Kubernetes

Why do Kubernetes Pods show “ImagePullBack” or “ErrPullImage” errors in their status?

Potential Cause: The errors occur when the Docker pull limit is exceeded.

Resolution:

  • Ensure that the docker_username and docker_password are provided in input/provision_config_credentials.yml.

  • For a HPC cluster, during omnia.yml execution, a kubernetes secret ‘dockerregcred’ will be created in default namespace and patched to service account. User needs to patch this secret in their respective namespace while deploying custom applications and use the secret as imagePullSecrets in yaml file to avoid ErrImagePull. Click here for more info.

Note

If the playbook is already executed and the pods are in ImagePullBack state, then run kubeadm reset -f in all the nodes before re-executing the playbook with the docker credentials.

What to do if the nodes in a Kubernetes cluster reboot?
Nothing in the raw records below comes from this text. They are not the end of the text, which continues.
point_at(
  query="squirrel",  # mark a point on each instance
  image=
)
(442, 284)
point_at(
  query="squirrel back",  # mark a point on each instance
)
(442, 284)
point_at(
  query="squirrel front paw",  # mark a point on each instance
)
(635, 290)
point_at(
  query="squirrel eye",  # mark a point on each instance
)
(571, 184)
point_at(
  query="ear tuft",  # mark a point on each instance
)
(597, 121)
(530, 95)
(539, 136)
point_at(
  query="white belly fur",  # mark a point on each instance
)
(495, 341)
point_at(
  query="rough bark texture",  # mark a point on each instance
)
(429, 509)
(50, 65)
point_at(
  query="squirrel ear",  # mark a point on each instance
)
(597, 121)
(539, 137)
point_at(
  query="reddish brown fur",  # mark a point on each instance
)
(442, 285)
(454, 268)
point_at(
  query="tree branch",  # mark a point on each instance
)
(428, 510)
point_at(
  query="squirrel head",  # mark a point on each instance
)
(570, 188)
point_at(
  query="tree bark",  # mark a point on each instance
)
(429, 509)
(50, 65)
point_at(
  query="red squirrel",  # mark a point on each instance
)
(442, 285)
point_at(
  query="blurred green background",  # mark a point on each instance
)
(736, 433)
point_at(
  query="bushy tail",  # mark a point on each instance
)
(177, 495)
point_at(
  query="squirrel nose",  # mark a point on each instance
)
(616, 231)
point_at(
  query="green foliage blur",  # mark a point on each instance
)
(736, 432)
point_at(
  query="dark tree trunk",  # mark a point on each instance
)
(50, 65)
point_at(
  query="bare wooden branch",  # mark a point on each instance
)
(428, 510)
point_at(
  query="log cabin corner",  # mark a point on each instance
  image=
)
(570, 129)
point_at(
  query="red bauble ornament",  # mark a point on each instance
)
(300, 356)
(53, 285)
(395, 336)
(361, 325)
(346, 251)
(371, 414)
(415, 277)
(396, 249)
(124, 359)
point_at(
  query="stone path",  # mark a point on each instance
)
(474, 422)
Resolution: Wait for 15 minutes after the Kubernetes cluster reboots. Next, verify the status of the cluster using the following commands:

  • kubectl get nodes on the kube_control_plane to get the real-time kubernetes cluster status.

  • kubectl get pods  all-namespaces on the kube_control_plane to check which the pods are in the Running state.

  • kubectl cluster-info on the kube_control_plane to verify that both the kubernetes master and kubeDNS are in the Running state.

What to do when the Kubernetes services are not in “Running” state:

Resolution:

  1. Run kubectl get pods  all-namespaces to verify that all pods are in the Running state.

  2. If the pods are not in the Running state, delete the pods using the command:kubectl delete pods <name of pod>

  3. Run the corresponding playbook that was used to install Kubernetes: omnia.yml, jupyterhub.yml, or kubeflow.yml.

Why do Kubernetes Pods stop communicating with the servers when the DNS servers are not responding?

Potential Cause: The host network is faulty causing DNS to be unresponsive

Resolution:

  1. In your Kubernetes cluster, run kubeadm reset -f on all the nodes.

  2. On the management node, edit the omnia_config.yml file to change the Kubernetes Pod Network CIDR. The suggested IP range is 192.168.0.0/16. Ensure that the IP provided is not in use on your host network.

  3. List k8s in input/software_config.json and re-run omnia.yml.

Why does the ‘Initialize Kubeadm’ task fail with ‘nnode.Registration.name: Invalid value: "<Host name>"’?

Potential Cause: The OIM does not support hostnames with an underscore in it, such as ‘mgmt_station’.

Resolution: As defined in RFC 822, the only legal characters are the following:

  1. Alphanumeric (a-z and 0-9): Both uppercase and lowercase letters are acceptable, and the hostname is not case-sensitive. In other words, omnia.test is identical to OMNIA.TEST and Omnia.test.

  2. Hyphen (-): Neither the first nor the last character in a hostname field should be a hyphen.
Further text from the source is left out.